卷毛想反驳什么,但仔细一想,“性缘脑”应该是指异性缘很好的意思吧?

他顿时欣然接受,并十分满意。

他跟在杨辛易身后:“就你最板正了,我就什么饭都吃,什么话都说——诶!走这么快做什么,我才出来多久,再摸会儿鱼不香吗!”

杨辛易快步甩开了他,走回教育机构前台,朝余温无奈摊手,接过一沓传单,指了指太阳穴:“这里交给我。你呢,最好带胡乐去治治病。”

闻言,余温眉毛轻挑,拿了瓶水到一旁坐着。

今天本就是帮杨辛易发传单吸引客户报课,而余温只需稍微展示下脸,再说下中考成绩单,传单用不了几下就被抢完了,企业微信二维码早就被加爆。

这不算虚假广告、欺骗顾客。

因为余温中考前夕真的在这里补过课。短短半个月,从年级后百分之二十五到中考全市第25名。

余温扭开瓶盖,指节微曲,智能手表卡在腕上,藏蓝色表带衬得手更白皙,若隐若现的血管泛青,薄皮下的肌腱呈流畅条状凸起。

他仰头饮了口水,做好看胡乐和杨辛易笑话的准备了。

“余余温温,温温余余!”卷毛跑到余温面前,故意尖声细语地喊叠词恶心他。

但余温早已免疫,面无表情地对杨辛易说:“不用治了,直接准备后事。”

“呵,薄情寡义的男人。”

卷毛撇嘴吹气,额前的两撮卷发竖起又趴下。

余温弯唇:“承让。”

卷毛故作心痛,声情并茂地说:“我胡乐也太失败了!最好的俩哥们,一个性冷淡,面对风流倜傥的我都无动于衷。”

“……”

余温啧了声,祈祷这说的不是他。

否则也太恶心了。

“另一个,呵,更过分。”卷毛神色哀怨,朝收拾东西的杨辛易投去幽暗的目光,“重色轻友,只因被我猜中心思,为了一个学妹竟险些跟我翻脸!我做人真是太失败了!”

杨辛易闻声,身形一怔。

余温将水瓶盖好,“哐当“一声”,丢进卷毛的怀里,让他别再发散他可怕的脑洞了。

杨辛易像是被说中了一样别扭,耳根到脖子绯红,他扭头,蹙了蹙眉,严肃又无奈道:“胡乐不认识姜彬,才这样理直气壮地胡说。”
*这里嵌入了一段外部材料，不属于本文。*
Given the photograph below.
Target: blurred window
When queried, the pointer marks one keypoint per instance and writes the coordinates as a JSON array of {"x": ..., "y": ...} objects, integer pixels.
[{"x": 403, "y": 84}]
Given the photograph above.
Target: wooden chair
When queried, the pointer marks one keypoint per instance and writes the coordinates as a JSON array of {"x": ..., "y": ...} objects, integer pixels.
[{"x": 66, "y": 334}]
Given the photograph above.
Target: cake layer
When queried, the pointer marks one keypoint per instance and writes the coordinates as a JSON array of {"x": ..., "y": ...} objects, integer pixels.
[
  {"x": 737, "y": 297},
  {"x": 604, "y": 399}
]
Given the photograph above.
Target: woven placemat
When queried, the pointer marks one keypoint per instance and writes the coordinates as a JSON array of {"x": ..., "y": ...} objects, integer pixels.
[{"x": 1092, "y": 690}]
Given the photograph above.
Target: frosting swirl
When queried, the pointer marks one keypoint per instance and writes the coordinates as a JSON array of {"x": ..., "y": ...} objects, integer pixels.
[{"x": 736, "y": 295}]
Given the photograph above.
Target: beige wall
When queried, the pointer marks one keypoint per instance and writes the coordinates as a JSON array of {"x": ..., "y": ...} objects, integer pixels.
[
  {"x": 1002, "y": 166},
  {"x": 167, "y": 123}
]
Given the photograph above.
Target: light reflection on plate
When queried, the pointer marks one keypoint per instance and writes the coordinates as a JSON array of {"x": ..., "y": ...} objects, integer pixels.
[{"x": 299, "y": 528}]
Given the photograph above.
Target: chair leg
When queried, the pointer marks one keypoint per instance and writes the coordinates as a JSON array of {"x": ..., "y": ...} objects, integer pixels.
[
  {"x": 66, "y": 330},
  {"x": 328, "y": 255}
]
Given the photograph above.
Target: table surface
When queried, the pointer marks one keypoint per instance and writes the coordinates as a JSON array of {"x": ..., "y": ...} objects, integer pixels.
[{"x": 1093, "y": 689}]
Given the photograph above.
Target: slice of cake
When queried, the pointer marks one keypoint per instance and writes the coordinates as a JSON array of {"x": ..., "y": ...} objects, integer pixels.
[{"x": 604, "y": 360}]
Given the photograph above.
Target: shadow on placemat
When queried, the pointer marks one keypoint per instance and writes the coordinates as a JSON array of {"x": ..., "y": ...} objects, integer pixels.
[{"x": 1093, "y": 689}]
说完,杨辛易也把教辅资料塞进卷毛怀中,不忘叮嘱道:“少说话,多干事。”

“你刚才见的是姜彬?”

余温抬眼,语气轻飘得仿佛在问今天天气如何。

杨辛易点头,“她和简明来逛商场……你应该还记得她们吧?”

余温没吱声,不懂他为什么这样问,胡乐难以置信地问他:“你也认识啊?”

余温依旧沉默,算是默认了。

“切,没劲,原来都知道了。”抱着一摞资料,胡乐的心随之沉重、无聊,索性也坐下玩手机,可碎嘴子时刻闲不下来,“听小学妹说和你早就不认识了,还以为我能打个哑谜,说杨辛易喜欢人家,诓你一下呢……”

余温像被噎了一下,显然少了些漫不经心,挺直背,嘴角轻扯了下,说:“我和她不认识,谁说的?”

“肯定是她啊……你是没见着那小学妹的冷酷,没被她记住算是喜事了。”胡乐猜想余温是被人嫌弃了,便略显潦草地安慰他,然后打开手机前置,认真盯着屏幕上自己的脸,“哎,像我就没那么好的运气了,长得太帅太有辨识度也是种烦恼。”